As newspapers and real estate gurus tell us everyday, the housing bubble has deflated some as 2006 draws to a close (if not burst completely in some areas of the country). This has created a "buyer's market", where there is an over-supply of homes for sale, and because of that, prices are often below market value. Interest rates have held steady though, leading some to realize that now might be an opportune time to put their excess money into buying investment properties. As a mortgage broker and real estate agent, I agree that it is a great time to buy investment properties, but would caution that, like most business decisions, it depends on a few key things that can make or break your investments returns. Here are a few things to keep in mind BEFORE you buy:
Don't buy without significant cash reserves! I see this scenario way too often - a couple buys an investment property, thinking they will get a renter in immediately, and the money will then come rolling in. But when the renter is harder to find than they thought, they end up paying a mortgage they didn't think they would have to, with savings they don't have. If you buy a rental property, make sure you have adequate cash reserves, not only for those times when the property might be vacant, but also for repairs that might come up on the property.

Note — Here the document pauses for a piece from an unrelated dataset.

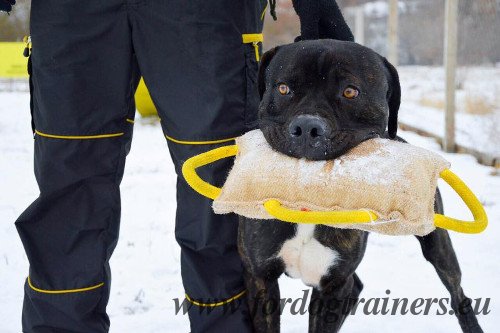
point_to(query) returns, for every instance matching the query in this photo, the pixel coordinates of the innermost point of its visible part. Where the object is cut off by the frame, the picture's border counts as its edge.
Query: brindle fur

Buy smart! Remember, the goal of owning investment properties is two-fold: cash flow and equity building. Don't buy a home with a $2000 monthly mortgage payment if renters in the area are only willing to pay $1500. That's negative cash flow, and doesn't help you. Be selective on the home you buy, the neighborhood, home condition, amenities, how undervalued it is, etc. Equity is the difference between what the property is worth, and how much you owe on it; essentially the cash you could get if you sold it. The longer you hold the property, the lower the balance on the mortgage goes, and the higher the value becomes (in good markets).
Qualify your renters! First, you need to find renters. Besides posting a sign in the yard or window, post your vacancy on websites like http://www.craigslist.org/ and http://www.rentclicks.com/ . A good number of potential renters are renting because their credit is too low for them to buy. You might even consider a rent to own deal with good tenants. Second, you need to make sure the renters you have found are going to be good tenants. Obviously there is no "flake-proof" way of finding good tenants, but there are some things you can do to protect your investment. I suggest: pulling a credit and background check on the potential renters, always get a security deposit up front, ask for and call references, include in your lease that you are allowed to make monthly visits to the property to inspect it (to make sure the home isn't being destroyed) and clearly communicate to your prospects what is and what isn't "OK" in the home.
Account for Uncle Sam! One of the main ways an investment property differs from your primary residence is the tax implications when you sell. As a rule, if you don't live in a property (meaning the owner actually lives there) for 2 out of the last 5 years, you are subject to capital gains tax when you sell (usually 15% of the gain, the difference between what you paid for the home and what you sold it for). Since you normally won't live in your investment properties, you will normally expect to pay capital gains tax when you sell. Keep this in mind, as its one of the costs to count in deciding to buy an investment property or not.